A key approach to treating cancer these days is engineering immune T-cells to produce receptors on their surfaces that recognize cancer, so that the T-cells can attack it.
One engineering approach is creating CAR T-cells, with CAR standing for the chimeric antigen receptors the approach produces. TCR² Therapeutics is creating what it calls TRuC T-cells that produce a different kind of receptor. And early indications are that its approach is more effective, it said.
A single dose of its TC-201 immunotherapy eradicated mesothelioma tumors in mice, the company said, while tumors in mice treated with CAR T-cells returned after the cancer was in remission. The company said it hopes to start clinical trials of TC-210 in 2018.
In another preclinical-trial study, TCR² said its TRuC T-cells killed cancer cells in a laboratory better than CAR T-cells, and released fewer immune-stimulating proteins known as cytokines. Excess production of cytokines is often linked with the development of a life-threatening immunotherapy side effect, called cytokine release syndrome, in which the immune system becomes overactive and begins attacking healthy cells.

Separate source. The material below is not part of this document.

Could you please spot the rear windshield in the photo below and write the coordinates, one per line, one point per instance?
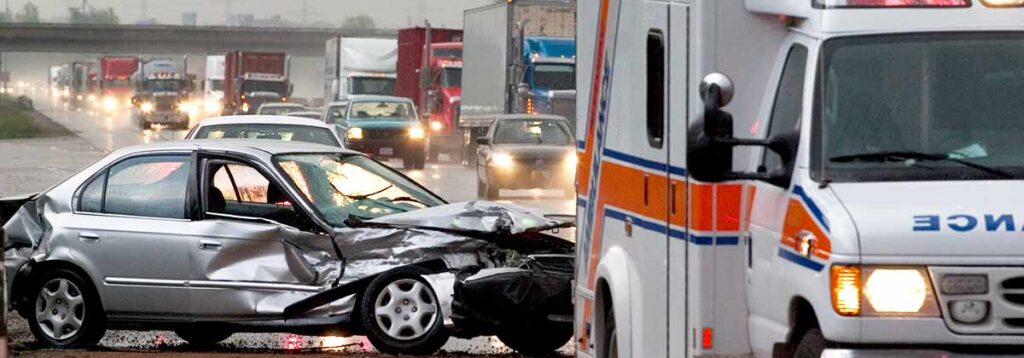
(269, 131)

In addition, TRuC T-cells increased survival in mice with lymphoma, compared with CAR T-cells, the company said.
“These preclinical data represent a key milestone in the advancement of T cell therapies,” Dr. Garry Menzel, chief executive officer of TCR², said in a press release. “We show for the first time that our unique TRuC technology can potentially overcome three limitations of CAR-T in solid tumors: lack of efficacy, safety concerns, and durability.”
TRuC T-cells’ ability to outperform CAR T-cells lies in how they are engineered, TCR² said. CARs are separate from natural T-cell receptors, working in tandem with them.
TCR²’s scientists fuse antigen-binding components into the natural T-cell receptor complex, making TRuCs part of the T-cell receptor. This means the T-cells can make use of the complex signaling pathways and feedback loops in the natural cell, enhancing their ability to fight cancer.
The company presented results from its studies at the World Preclinical Congress in Boston, June 12-16.
It said the results of CAR T-cell treatment in its mesothelioma mice study echoed the results of previous research: the therapy led to the cancer regressing, but then returning. Research has also shown that what scientists call T-cell exhaustion can make CAR T-cells ineffective against solid tumors over time, TCR² said.
In contrast, mesothelioma in the mice treated with TRuCs failed to return after it went into remission.
When researchers injected additional mesothelioma cancer cells into mice treated with TRuCs, the animals did not grow new tumors, suggesting the response to the therapy is also long-lasting.
“Our strategic focus is on expanding cell therapy to solid tumors by using constructs that recruit the entire TCR and its natural signaling power,” Menzel said. “We are now on a path to the clinic in 2018 with our lead program TC-210 targeting mesothelin, a tumor antigen highly expressed in solid tumors, including ovarian, pancreatic, mesothelioma and lung cancers.”